In 2009, Botswana Tourism Board partnered with HBO and YWCA on the Who's Your No. 1 Lady? consumer contest to promote the launch of HBO’s original drama series, The No. 1 Ladies’ Detective Agency. HBO filmed this original series, based on the award winning books by Alexander McCall Smith, entirely on location in Botswana. Five lucky winners, along with their nominees for the most inspiring woman, were awarded prize trips to Botswana. The first of the grand prize winners, Julie Franklin and Allison Block, traveled to Botswana in late November 2009 on what they described as a trip of a lifetime.

Julie Franklin nominated her sister, Allison Block, as her “No. 1 Lady” for her courageous fight with ovarian cancer. The two sisters took their grand prize trip to Botswana in late November. Recently returning home from what they described as “the trip of a lifetime,” the sisters noted they were most excited to have gone on the trip because they were able to strengthen their already strong sisterly bond, soak in the rural tranquility of the African bush and experience the excitement of urban life in Botswana. “Botswana truly has something for everyone”, states Julie.
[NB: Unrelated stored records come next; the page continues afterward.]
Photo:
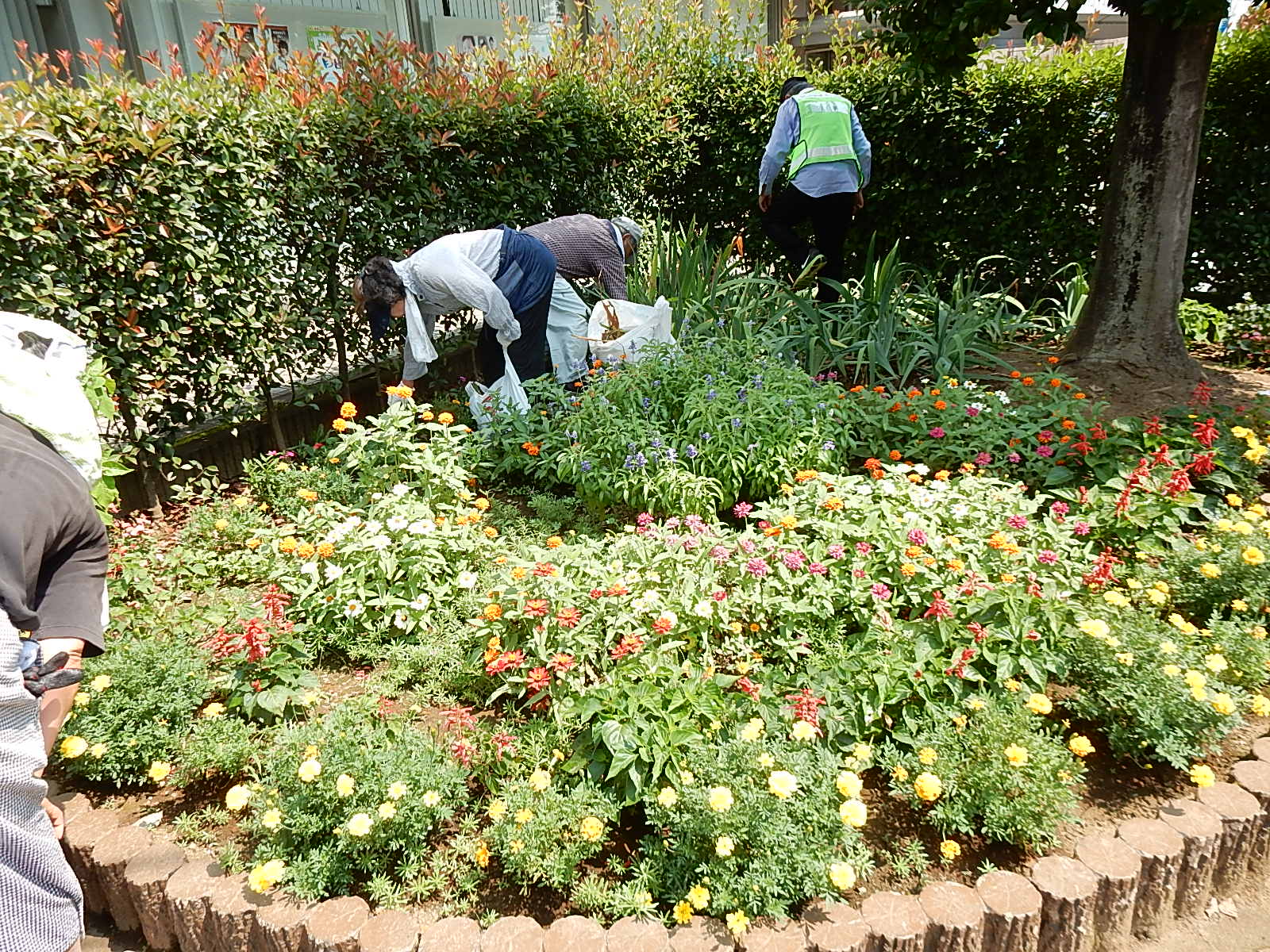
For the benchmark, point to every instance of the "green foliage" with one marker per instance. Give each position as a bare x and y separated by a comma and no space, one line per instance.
1149,685
402,790
543,831
135,708
997,770
756,820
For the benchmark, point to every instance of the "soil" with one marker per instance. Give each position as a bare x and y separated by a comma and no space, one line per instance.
1133,397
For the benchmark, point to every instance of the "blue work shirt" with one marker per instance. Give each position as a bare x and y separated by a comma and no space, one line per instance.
816,179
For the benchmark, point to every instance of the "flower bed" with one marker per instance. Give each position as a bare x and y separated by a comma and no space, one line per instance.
685,715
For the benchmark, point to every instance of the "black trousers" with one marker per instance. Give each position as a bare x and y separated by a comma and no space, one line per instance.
529,352
829,216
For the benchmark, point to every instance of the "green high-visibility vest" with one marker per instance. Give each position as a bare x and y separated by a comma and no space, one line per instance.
825,131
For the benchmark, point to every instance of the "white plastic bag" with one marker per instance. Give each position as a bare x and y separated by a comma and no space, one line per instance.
641,323
502,395
41,363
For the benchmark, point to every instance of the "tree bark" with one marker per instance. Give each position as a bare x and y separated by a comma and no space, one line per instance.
1130,321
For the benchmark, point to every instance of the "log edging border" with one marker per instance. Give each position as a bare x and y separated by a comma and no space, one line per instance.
1199,848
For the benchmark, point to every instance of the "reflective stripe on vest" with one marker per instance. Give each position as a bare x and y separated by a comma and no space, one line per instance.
825,131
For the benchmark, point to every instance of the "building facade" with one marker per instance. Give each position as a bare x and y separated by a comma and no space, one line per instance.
48,25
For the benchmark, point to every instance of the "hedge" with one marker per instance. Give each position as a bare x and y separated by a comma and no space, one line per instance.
200,232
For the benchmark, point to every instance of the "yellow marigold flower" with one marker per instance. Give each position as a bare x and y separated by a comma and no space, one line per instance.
721,800
1039,704
842,876
73,747
803,731
849,785
238,797
266,876
783,784
854,812
1202,776
1080,746
1095,628
927,787
698,896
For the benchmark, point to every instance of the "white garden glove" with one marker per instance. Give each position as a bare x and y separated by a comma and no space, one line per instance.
510,334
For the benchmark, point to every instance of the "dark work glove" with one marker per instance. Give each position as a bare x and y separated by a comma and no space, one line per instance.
50,676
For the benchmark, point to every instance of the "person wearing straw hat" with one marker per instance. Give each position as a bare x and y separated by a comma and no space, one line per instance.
587,249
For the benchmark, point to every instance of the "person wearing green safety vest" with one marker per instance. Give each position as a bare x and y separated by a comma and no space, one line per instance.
829,164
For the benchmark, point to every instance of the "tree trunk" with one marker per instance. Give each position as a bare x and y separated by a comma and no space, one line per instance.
1130,321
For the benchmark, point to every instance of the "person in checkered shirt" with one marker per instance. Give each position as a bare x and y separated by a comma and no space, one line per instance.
586,248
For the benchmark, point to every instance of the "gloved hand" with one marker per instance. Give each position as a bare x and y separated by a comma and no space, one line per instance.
50,676
510,333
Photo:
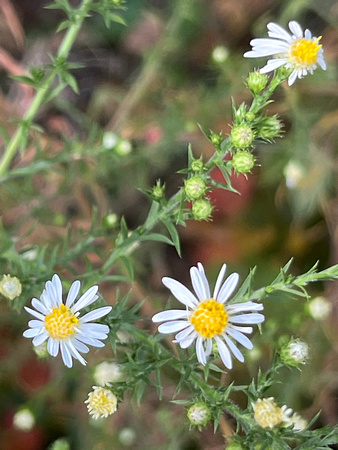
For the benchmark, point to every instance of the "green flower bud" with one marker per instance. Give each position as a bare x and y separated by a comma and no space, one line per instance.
269,127
235,446
216,139
110,220
295,353
257,81
199,414
123,147
242,136
197,165
202,209
157,192
243,161
195,187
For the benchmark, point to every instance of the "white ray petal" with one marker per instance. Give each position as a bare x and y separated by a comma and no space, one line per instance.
224,352
73,292
171,314
180,292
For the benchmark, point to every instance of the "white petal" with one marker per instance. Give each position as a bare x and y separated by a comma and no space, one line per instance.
273,64
200,351
90,328
208,347
292,78
219,280
247,330
73,351
31,332
39,306
200,282
57,287
172,327
66,356
228,287
245,306
224,352
253,318
73,292
40,338
276,31
187,342
86,299
171,314
233,348
35,313
239,337
36,324
182,335
53,346
180,292
296,29
90,341
96,314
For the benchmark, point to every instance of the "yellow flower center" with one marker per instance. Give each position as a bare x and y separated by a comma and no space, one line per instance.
101,402
61,323
303,52
210,318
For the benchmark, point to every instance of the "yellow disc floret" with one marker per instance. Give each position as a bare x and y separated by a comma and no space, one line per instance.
209,319
303,52
101,402
61,323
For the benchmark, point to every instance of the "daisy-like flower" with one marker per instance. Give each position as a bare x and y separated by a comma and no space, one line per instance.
101,402
299,51
208,319
61,325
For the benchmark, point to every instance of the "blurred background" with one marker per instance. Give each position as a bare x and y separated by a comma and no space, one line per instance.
143,89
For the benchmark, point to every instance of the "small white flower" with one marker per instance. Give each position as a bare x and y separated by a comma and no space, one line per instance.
106,373
268,414
207,319
320,308
299,51
101,402
61,325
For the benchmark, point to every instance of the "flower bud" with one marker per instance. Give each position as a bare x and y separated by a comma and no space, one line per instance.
199,414
295,353
197,165
242,136
195,187
269,127
10,287
157,192
257,81
220,54
202,209
243,161
24,420
123,147
319,308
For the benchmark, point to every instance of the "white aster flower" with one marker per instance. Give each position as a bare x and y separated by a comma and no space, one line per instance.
299,51
61,325
101,402
207,318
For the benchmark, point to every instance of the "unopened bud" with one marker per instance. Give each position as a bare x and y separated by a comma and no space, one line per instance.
202,209
242,136
195,187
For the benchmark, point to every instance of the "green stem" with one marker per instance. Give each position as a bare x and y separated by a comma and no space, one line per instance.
40,96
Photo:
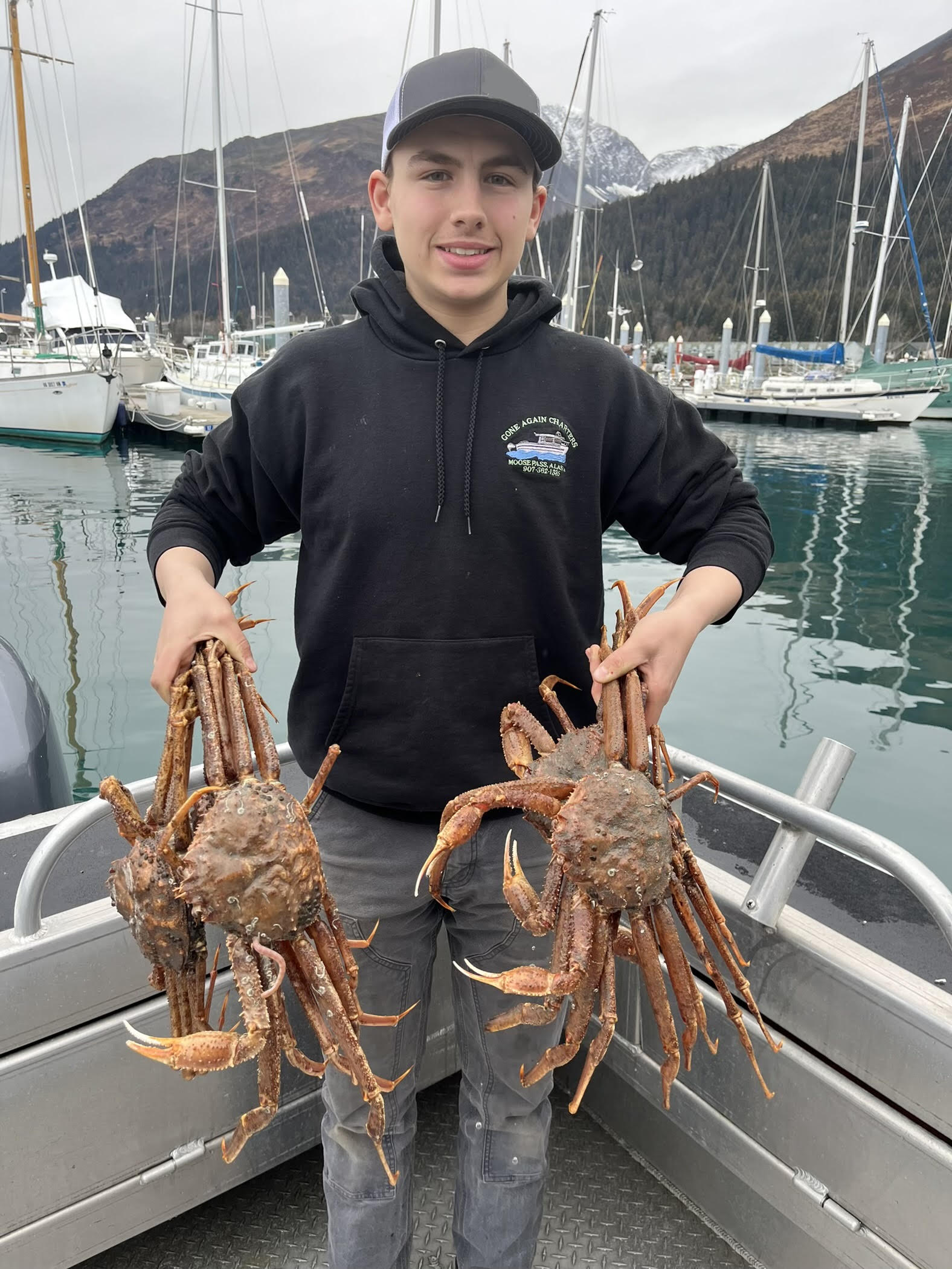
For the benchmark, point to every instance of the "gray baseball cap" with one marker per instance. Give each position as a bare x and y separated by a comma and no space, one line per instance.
469,82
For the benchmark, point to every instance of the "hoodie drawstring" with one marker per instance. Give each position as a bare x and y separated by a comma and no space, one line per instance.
468,480
441,471
441,467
Their safari adventure began in the mystical Okavango Delta, moved on to the Chobe National Park – home of the largest elephant population in Africa, and ended in Botswana’s capital city of Gaborone, location setting of The No. 1 Ladies’ Detective Agency books by Alexander McCall Smith and the HBO original TV series.

“We were excited about going on safari and seeing big game – which we did and it was as fabulous as we imagined,” said Julie and Allison, “but it is the genuine warmth and hospitality of the Batswana that will have us coming back for another safari adventure with our families.”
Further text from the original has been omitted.